Tim Ayling, Cybersecurity Specialist at Thales, emphasised the extent of the problem.

“Bad bots aren’t just causing chaos online anymore, they’re hijacking holidays. Right now, travel websites are being overwhelmed by bots pretending to be real customers snapping up tickets, scraping prices, and slowing everything down. It’s leaving customers frustrated and businesses struggling to keep up.

Simple bots on the rise

One aspect identified by the report is the surge in basic, or “simple”, bot attacks. These now represent 52% of all bot-driven incidents affecting the travel sector. Industry analysts attribute this rise to the growing accessibility of AI-based automation tools, enabling even those with limited technical ability to launch disruptive campaigns against travel providers.

API vulnerabilities exposed

APIs, which underpin many essential online travel services such as flight and hotel searches, dynamic pricing, and reward schemes, have become a key focus for attackers. The report notes that 44% of advanced bot attacks in 2024 specifically targeted these interfaces. As the sophistication of bots increases, traditional safeguards like CAPTCHAs are proving less effective, and they may even create additional barriers for genuine users seeking to make bookings.

Impact on industry and consumers

The study identifies a series of threats that particularly affect travel businesses:

Seat spinning: Within the airline sector, bots reserve flight seats up to the point of payment, holding inventory in limbo and limiting availability for real customers. This can drive prices higher and contribute to booking failures.

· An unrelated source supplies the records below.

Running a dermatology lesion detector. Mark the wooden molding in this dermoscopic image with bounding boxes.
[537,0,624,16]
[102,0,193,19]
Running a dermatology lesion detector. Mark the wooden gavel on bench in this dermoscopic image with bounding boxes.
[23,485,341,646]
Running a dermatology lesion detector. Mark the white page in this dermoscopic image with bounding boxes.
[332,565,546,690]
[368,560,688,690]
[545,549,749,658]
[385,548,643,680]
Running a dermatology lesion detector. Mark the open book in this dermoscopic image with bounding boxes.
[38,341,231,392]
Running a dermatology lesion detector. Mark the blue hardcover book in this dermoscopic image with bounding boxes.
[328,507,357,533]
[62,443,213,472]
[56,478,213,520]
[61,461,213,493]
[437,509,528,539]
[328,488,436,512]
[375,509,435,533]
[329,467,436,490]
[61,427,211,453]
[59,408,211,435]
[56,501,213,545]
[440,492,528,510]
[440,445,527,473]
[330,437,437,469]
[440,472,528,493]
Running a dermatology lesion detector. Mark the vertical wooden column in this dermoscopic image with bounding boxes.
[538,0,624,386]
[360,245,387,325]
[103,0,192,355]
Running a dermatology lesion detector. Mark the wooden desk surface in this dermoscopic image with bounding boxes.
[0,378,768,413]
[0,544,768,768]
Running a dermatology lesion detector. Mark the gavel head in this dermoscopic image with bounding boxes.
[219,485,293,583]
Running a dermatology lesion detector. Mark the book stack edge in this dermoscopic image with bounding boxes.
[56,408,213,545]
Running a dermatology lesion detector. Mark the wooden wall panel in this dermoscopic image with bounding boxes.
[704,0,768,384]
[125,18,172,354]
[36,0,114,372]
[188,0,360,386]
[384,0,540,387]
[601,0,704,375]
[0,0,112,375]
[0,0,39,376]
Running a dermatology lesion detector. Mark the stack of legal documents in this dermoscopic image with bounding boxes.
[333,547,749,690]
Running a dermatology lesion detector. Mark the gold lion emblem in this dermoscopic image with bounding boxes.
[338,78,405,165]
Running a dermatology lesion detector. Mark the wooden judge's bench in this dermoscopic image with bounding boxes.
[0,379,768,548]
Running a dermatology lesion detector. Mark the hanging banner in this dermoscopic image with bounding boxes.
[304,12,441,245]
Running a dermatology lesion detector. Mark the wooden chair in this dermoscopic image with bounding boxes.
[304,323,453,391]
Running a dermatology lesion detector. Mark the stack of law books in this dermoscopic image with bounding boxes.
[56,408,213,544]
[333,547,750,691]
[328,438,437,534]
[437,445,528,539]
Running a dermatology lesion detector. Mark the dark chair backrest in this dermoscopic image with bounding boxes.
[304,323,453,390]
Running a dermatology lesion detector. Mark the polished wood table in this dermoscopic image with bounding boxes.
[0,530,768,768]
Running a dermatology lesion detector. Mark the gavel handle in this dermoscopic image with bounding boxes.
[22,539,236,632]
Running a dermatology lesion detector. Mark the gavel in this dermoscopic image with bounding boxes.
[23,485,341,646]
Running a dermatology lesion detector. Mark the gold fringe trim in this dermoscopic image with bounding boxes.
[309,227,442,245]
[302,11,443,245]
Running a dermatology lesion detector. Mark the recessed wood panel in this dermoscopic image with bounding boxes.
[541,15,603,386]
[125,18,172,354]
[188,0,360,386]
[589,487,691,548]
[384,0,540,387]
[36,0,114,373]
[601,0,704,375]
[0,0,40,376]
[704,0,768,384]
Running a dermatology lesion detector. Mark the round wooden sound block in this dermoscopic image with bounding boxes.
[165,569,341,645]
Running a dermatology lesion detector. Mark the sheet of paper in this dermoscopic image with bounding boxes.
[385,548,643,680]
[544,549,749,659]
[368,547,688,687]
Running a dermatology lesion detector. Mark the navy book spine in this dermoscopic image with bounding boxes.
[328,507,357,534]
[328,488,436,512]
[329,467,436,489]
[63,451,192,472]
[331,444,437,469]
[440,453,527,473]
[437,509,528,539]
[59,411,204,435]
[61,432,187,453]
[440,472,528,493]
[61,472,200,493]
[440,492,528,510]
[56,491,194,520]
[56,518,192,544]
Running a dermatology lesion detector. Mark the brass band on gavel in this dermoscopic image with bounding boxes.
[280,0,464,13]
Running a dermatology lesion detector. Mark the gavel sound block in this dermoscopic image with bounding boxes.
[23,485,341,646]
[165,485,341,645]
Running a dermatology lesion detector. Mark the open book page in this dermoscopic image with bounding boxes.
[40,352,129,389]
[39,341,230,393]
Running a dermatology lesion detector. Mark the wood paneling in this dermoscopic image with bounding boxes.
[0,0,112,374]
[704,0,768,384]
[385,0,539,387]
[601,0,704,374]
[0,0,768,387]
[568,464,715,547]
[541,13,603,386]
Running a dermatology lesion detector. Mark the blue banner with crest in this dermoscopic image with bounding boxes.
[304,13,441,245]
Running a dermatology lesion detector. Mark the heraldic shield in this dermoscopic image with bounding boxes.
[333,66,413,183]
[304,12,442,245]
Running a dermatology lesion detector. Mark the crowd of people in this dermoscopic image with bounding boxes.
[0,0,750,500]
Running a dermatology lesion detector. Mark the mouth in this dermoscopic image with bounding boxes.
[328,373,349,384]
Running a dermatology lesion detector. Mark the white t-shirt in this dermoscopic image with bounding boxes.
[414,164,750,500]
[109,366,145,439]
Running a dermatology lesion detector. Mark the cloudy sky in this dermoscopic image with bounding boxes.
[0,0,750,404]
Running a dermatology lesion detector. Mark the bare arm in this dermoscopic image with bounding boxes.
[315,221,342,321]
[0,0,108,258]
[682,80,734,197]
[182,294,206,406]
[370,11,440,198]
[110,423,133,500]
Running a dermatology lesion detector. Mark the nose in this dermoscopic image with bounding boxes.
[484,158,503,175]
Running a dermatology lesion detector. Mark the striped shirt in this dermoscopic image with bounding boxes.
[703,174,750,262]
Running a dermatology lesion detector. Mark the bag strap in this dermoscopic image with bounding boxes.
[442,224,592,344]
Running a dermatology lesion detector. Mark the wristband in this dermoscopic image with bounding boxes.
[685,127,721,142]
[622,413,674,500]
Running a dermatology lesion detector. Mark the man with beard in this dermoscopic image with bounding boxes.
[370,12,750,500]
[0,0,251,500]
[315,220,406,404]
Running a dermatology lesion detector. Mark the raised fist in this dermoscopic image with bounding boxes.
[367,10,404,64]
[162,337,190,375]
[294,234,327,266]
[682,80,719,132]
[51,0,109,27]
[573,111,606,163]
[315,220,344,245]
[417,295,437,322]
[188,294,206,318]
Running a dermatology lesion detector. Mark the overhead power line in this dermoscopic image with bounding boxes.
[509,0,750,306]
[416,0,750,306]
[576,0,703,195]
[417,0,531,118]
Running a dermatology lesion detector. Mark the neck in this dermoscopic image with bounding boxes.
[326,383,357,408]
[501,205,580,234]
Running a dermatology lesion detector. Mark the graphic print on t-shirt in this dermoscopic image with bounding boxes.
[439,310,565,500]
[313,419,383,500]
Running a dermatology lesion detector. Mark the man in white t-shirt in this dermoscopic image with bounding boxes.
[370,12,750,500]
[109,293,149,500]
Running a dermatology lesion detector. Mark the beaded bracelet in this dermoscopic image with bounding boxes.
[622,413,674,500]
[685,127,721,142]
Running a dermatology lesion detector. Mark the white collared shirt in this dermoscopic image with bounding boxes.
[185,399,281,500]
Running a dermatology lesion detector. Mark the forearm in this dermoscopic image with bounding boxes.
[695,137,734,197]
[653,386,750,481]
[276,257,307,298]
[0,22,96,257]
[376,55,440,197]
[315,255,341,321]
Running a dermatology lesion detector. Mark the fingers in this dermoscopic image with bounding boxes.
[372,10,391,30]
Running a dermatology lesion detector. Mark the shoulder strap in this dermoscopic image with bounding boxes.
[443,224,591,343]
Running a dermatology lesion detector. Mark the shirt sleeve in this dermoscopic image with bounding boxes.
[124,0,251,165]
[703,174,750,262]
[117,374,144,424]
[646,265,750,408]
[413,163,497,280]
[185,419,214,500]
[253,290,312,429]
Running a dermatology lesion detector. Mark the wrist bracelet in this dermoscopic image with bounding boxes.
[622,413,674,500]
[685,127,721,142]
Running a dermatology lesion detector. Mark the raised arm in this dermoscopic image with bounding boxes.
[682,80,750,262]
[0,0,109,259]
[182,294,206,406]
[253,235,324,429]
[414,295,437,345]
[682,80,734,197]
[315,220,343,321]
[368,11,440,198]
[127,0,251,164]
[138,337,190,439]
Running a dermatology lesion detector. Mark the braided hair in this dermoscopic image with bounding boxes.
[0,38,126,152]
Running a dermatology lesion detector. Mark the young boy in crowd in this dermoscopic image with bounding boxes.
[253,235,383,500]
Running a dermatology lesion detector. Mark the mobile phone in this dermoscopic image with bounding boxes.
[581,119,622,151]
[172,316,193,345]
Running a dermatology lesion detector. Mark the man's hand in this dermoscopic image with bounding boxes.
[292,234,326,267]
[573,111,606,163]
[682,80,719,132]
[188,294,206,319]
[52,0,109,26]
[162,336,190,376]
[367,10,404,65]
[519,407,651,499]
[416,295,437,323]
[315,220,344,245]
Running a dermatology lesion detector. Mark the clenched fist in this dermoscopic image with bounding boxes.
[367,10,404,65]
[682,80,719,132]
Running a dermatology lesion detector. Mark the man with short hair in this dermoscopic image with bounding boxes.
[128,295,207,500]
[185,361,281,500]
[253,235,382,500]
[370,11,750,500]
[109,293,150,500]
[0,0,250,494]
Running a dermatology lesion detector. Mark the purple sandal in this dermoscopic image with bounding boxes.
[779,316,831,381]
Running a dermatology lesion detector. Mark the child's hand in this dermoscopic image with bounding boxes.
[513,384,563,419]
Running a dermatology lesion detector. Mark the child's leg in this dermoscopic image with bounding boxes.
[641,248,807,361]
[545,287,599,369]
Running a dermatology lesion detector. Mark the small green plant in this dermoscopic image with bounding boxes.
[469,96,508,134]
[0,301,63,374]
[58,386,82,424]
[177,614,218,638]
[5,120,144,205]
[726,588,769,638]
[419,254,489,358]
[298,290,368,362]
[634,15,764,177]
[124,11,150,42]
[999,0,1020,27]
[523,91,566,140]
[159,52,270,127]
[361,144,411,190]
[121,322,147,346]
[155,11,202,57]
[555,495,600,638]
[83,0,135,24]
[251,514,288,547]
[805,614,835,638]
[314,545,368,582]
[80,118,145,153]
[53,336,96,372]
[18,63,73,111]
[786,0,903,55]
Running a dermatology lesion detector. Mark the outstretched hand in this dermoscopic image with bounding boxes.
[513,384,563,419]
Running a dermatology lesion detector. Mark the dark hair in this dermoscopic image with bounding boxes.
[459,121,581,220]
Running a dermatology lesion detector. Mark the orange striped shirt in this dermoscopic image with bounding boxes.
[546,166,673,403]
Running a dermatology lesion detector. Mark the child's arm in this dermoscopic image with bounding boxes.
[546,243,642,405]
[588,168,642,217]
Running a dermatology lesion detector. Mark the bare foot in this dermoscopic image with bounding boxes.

SMS pumping: Bots exploit messaging services by triggering large quantities of SMS notifications or authentication messages to premium-rate numbers, inflating costs and interrupting legitimate customer communication channels.

Look-to-book distortion: Automated traffic raises the ratio of website visits to actual bookings, distorting crucial business metrics and confusing demand forecasting models.

Data scraping and ticket scalping: Malevolent actors scrape price data to undermine competitive strategies, while ticket scalpers use bots to obtain large numbers of tickets on popular routes, later reselling them at higher prices.

Loyalty programme fraud: Bots attempt credential stuffing attacks to gain unauthorised access to customer accounts, enabling theft of reward points and fraudulent activity within loyalty ecosystems.

Calls for better defences

According to the findings, organisations relying on existing methods such as CAPTCHAs are likely to find them insufficient as cyber actors adapt their techniques. Tim Ayling commented on the need for new measures:

“Traditional defences just aren’t cutting it. Travel companies need a smarter, layered approach blocking credential stuffing attacks, securing vulnerable areas like logins and checkouts, and being one step ahead of the bots through continuous testing and threat monitoring. With summer peak season approaching, businesses must act now to protect their platforms before bots take over the holiday rush.”

The report concludes that the scale and sophistication of bot attacks show no signs of abating, leading to concerns for both industry viability and customer experience as online travel activity intensifies throughout the year.